Oui, bien sûr. Le sens de l’observation est essentielle, y compris pour de l’innovation frugale. Elle parle aussi au navigateur que j’essaie d’être, qui a tout intérêt à regarder le ciel avant de prendre la mer ! Sans ce sens de l’observation, comment anticiper les réglages au cours d’une transat ou en Antarctique ?

Mais l’observation ne s’applique pas qu’au paysage ni à la navigation. De manière générale, c’est important de prendre le temps d’observer les êtres humains, si, tout simplement, vous voulez les comprendre. A fortiori si vous êtes un entrepreneur. Les produits que vous développez ne rencontreront pas les utilisateurs, si vous n’avez pas pris le temps de cerner leurs besoins en observant leurs usages. C’est par un art de l’observation que vous pouvez être dans une vraie démarche d’innovation économe, parce qu’itérative, procédant par essai-erreur.

– La notion d’innovation est spontanément associée à la prise de risque. Est-ce le cas de l’innovation frugale ?
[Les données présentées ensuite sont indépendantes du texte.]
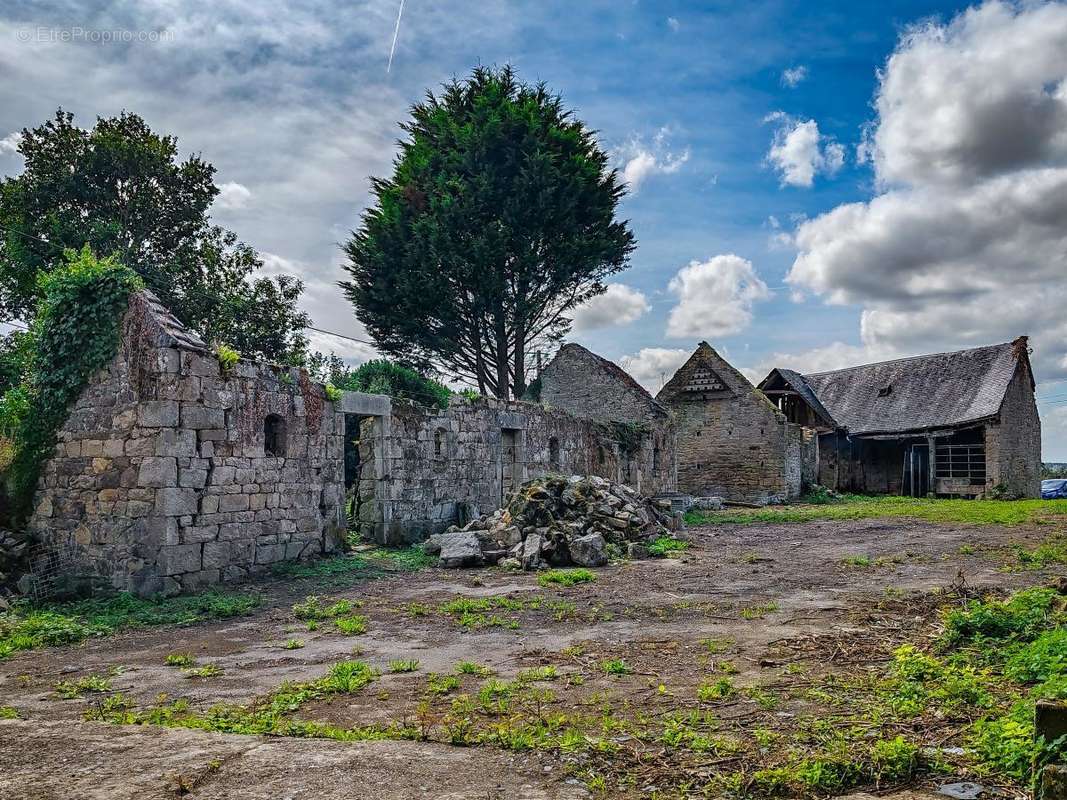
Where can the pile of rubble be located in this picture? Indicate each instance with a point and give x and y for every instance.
(558, 521)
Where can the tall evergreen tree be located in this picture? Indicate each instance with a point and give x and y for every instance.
(497, 221)
(121, 189)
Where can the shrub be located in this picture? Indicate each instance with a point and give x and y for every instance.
(382, 377)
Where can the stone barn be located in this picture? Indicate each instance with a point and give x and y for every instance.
(587, 385)
(960, 424)
(174, 472)
(731, 442)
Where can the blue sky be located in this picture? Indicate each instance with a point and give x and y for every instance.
(762, 225)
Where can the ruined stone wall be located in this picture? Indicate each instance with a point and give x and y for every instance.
(1014, 441)
(730, 440)
(160, 480)
(432, 468)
Sans aller jusque-là, je dirai qu’elle implique de sortir de sa zone de confort. Ce à quoi m’a manifestement préparé un vieux Jésuite, qui m’avait dit, alors que je n’avais que 20 ans : «  Le seul péché mortel, c’est de s’installer ! » La phrase m’est depuis restée. De fait, il faut savoir se remettre en cause. On peut être heureux dans la vie, mais à la condition de ne pas se satisfaire de ce que l’on est ! Ce serait contraire à l’innovation sociale. On ne gagne jamais rien à s’enfermer dans des routines.

Davantage que pour un goût du risque, c’est pour essayer d’augmenter la durée de vie de l’espèce humaine sur terre, qu’on s’engage dans l’innovation frugale, étant entendu qu’on sait que nous (l’être humain et l’espèce humaine) ne sommes que de passage. Si seulement les personnes qui exercent des responsabilités gardaient à l’esprit cette notion de passage ! Cela relativiserait l’intérêt de bien des choses. Au lieu de cela, on cherche à accumuler toujours plus ; en entretenant l’illusion d’être immortel.

Loin d’alimenter un nihilisme, cette notion de passage incite juste à œuvrer pour allonger le temps de l’existence autant que possible, car la vie est une expérience extraordinaire Veillons cependant à ne pas contrarier les chances des générations futures d’en jouir aussi.

– Revenons à votre pratique de la voile. Dans quelle mesure cette vision pour ne pas dire philosophie de l’existence, empreinte de modestie, d’humilité, vous a-t-elle été inspirée par l’expérience de la navigation, qui expose par définition au risque de se retrouver au milieu des éléments déchaînés…

(Rire) Le fait est : quand on navigue au milieu des océans, on se sent particulièrement petit. On doit se faire accepter, composer avec les éléments et non pas chercher à se dresser contre eux. La navigation, c’est aussi un cap qu’on se fixe et auquel on se tient en se préparant à affronter des écueils et des tempêtes. On peut échouer (dans tous les sens du terme), repartir, louvoyer, se mettre à la cape, mais quel plaisir d’arriver à destination !

– Est-ce à dire que la navigateur serait aussi une métaphore de l’entrepreneur ?

Complètement !

– Où en est-on aujourd’hui  en matière d’innovation frugale ?

Elle fait de plus en plus parler d’elle. Sur le Campus de Paris-Saclay, elle a été l’objet en mai 2016 d’un hackathon, organisé à l’initiative d’AgroParisTech dans le cadre de la chaire industrielle I3F. Après un an d’expérimentation, il a été décidé de passer à la vitesse supérieure. Reste à trouver des sponsors industriels.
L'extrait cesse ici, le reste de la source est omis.